Use theremotefilelog extension on the server and client to help reduce clone and pull times.
- Move all clients to faster networks (if possible)
- Consider not storing large files in Mercurial (the ultimate feature of last resort)
For many consumers, the largefiles or remotefilelog extensions should suffice.
4. Concern: Many heads
If your repository has many heads (bookmarks, branches, or anonymous), this could impose scaling problems.
4.1. Impact
- Manifest revlog could grow in size faster than with linear repository history.
- Clones and pull times may take longer due to larger manifests.
- Manifest resolution could take longer, impacting some operations examining the sets of files in each commit.
4.2. When to expect problems
Running into problems with many heads depends on the number of head and how they are used.
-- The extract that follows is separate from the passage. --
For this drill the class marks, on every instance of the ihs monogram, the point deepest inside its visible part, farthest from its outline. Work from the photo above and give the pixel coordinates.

A repository with short-lived, non-updated heads will vary in behavior from a repository with a dozen heads that are continuously being committed to.
Mozilla's Try repository (a repository where Firefox developers push changes to test in Mozilla's test automation infrastructure) can reach over 10,000 heads with few problems. That is on a repository that already has 200,000+ changesets and near 100,000 files. However, certain repository operations slow down as the number of heads go past 10,000. Heads in this repository are typically created and then are idle forever. If you think of the repository as a tree (as in nature), the Try repository has a large trunk with thousands of very small twigs branching out for 1 to 10 commits (on average). The scaling issues with this repository seem to mostly deal with the raw number of heads as opposed to the impact heads have elsewhere in Mercurial.
A repository with many actively-developed heads runs into different scaling concerns. Due to the way Mercurial encodes its data, having many concurrently-developed heads may lead to manifests blowing up in size. This will increase clone and pull times and consume additional disk space.
4.3. Solutions
- Upgrade to the latest Mercurial client. Scaling issues are always being addressed. Changes in Mercurial 3.0 addressed some problems related to many numbers of heads.
Consider generaldelta encoding. Please be advised of potential impact on clone and pull times.
- Consider using multiple repositories. Instead of having 1 repository with all your heads, split out related heads into their own repositories. Clients can always pull from each repository and unify the repositories if they need to. This is the approach Mozilla takes.
- Consider transferring and storing repository heads as bundle files instead of pushing them directly to a repository. This is a solution to the 10,000 heads problems. Unfortunately, as of April 2014, there aren't any listed extensions to make this plug-and-play, so you may need to roll your own blob storage and Mercurial extensions.